Rendering a Sprite

Since we are building a 2D game engine, a good starting point would be to ask how do we render (show) a sprite on screen. High level languages have libraries that make this task very easy. In javascript for example, we can just write:

drawImage(image, x, y)

This would draw image at position x,y on our canvas. With low-level languages, the process is more involved but also more flexible. Since we care about performance, we want to make use of hardware acceleration so we will be using OpenGL¹ to do our drawing. Rendering anything using OpenGL requires a lengthy and cumbersome setup process, which our game engine will take care off on behalf of the user. This setup will include the following steps:

Creating an application window
Setting up OpenGL parameters
Loading resources (sprites)

For this tutorial it’s recomended to start with an empty Go project and fill in the code as you go through the tutorial. The completed code is here in case you need it.

Creating a Window

Creating a window is an operating system specific operation. Fortunately, there are many libraries that abstract the process away and also make it platform-agnostic. We will be using SDL². SDL has been around for a while and has been used in Valve’s Source game engine. We will also be using SDL later to get low-level access to keyboard, mouse and gamepad inputs.

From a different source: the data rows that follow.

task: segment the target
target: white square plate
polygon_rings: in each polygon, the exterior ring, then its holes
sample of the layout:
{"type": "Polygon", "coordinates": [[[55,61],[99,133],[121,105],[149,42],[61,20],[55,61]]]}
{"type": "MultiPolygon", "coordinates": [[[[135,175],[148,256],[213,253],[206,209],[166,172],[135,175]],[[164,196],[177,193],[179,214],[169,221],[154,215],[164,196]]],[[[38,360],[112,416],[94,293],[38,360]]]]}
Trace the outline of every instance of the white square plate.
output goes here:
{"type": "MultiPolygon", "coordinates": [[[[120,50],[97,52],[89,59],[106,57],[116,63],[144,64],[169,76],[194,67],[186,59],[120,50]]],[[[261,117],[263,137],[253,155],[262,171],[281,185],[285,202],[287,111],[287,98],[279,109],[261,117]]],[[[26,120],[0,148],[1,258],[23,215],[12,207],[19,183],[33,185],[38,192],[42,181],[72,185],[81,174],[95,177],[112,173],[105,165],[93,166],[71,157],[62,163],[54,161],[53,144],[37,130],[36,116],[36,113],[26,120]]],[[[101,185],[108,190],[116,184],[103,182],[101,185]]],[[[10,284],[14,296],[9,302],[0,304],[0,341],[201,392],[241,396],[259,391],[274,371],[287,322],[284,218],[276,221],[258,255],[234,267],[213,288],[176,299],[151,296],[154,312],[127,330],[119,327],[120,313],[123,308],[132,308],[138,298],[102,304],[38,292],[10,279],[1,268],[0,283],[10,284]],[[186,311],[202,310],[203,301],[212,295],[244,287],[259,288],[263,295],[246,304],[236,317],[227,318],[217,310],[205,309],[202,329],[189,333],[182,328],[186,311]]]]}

To setup a window using SDL we use:

window := sdl.CreateWindow(name, x, y, width, height, options)

Which creates a window at screen position (x,y) (measured in pixels). The window’s title bar will show name and the window will have size (width, height). The options parameter accepts a bunch of flags that can be OR’d together like this:

var options uint32 = sdl.WINDOW_RESIZABLE | sdl.WINDOW_BORDERLESS | sdl.WINDOW_OPENGL

The option sdl.WINDOW_OPENGL is mandatory as we will be using the window to draw with OpenGL.

Setting up OpenGL

OpenGL setup begins with creating an OpenGL context which is the internal data structures OpenGL needs to operate. The OpenGL context includes the frame buffer which is the data structure that stores pixels to be drawn on screen. The OpenGL context is associated with the window on which it is displayed and SDL can do the basic setup for us:

window.GLCreateContext()

The created context needs to be initialized by running:

gl.Init()

With this we are ready to start using OpenGL functions. To finish up our setup, we need to enable some OpenGL settings.

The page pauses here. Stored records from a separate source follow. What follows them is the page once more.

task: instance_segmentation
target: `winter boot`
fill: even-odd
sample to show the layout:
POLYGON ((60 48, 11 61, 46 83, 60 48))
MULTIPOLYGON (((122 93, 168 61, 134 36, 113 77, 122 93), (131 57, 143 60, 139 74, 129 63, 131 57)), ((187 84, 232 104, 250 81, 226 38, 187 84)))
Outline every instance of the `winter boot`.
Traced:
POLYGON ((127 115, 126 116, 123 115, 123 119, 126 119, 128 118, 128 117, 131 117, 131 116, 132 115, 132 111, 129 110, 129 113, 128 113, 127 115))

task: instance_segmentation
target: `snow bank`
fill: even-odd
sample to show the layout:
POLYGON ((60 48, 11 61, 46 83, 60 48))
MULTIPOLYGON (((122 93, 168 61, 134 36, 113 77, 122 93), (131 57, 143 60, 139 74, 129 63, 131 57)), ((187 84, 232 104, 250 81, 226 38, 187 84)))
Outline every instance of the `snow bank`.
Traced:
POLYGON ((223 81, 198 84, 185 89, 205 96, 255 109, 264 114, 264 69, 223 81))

gl.BlendFunc(gl.SRC_ALPHA, gl.ONE_MINUS_SRC_ALPHA)
gl.Enable(gl.BLEND)
gl.Enable(gl.DEPTH_TEST)
gl.ClearColor(0.1, 0.1, 0.1, 1)
gl.Viewport(x, y, width, height)

These enable alpha testing, which lets us use transparent sprites (sprites that have an alpha channel) and depth testing, which allows sprites to occlude other sprites. We also set a default background color and make it dark gray (values passed are red, green, blue and alpha and values range between 0 and 1). Resist the urge to make it black. Miss-configuration or bugs can make your sprites show up as black and by having a gray background we can catch that (you can also use a color if you like). The final configuration we need to provide is the viewport which tells OpenGL where on the window to draw at. We provide the lower left edge of a box and a width/height in pixels. Passing 0,0 and the width, height of our window will let OpenGL write to the whole window but we are free to write to any sub-portion of the window (we could, for example leave the left 25% of the window unused to later draw a game UI). With these our setup is complete. At this point our setup code creates an OpenGL window and exits immediately.

Triangles

OpenGL renders geometric primitives the simplest of which is the triangle. Lets see how we can get a triangle to render. Firstly we need to provide the three vertices that makes up a triangle.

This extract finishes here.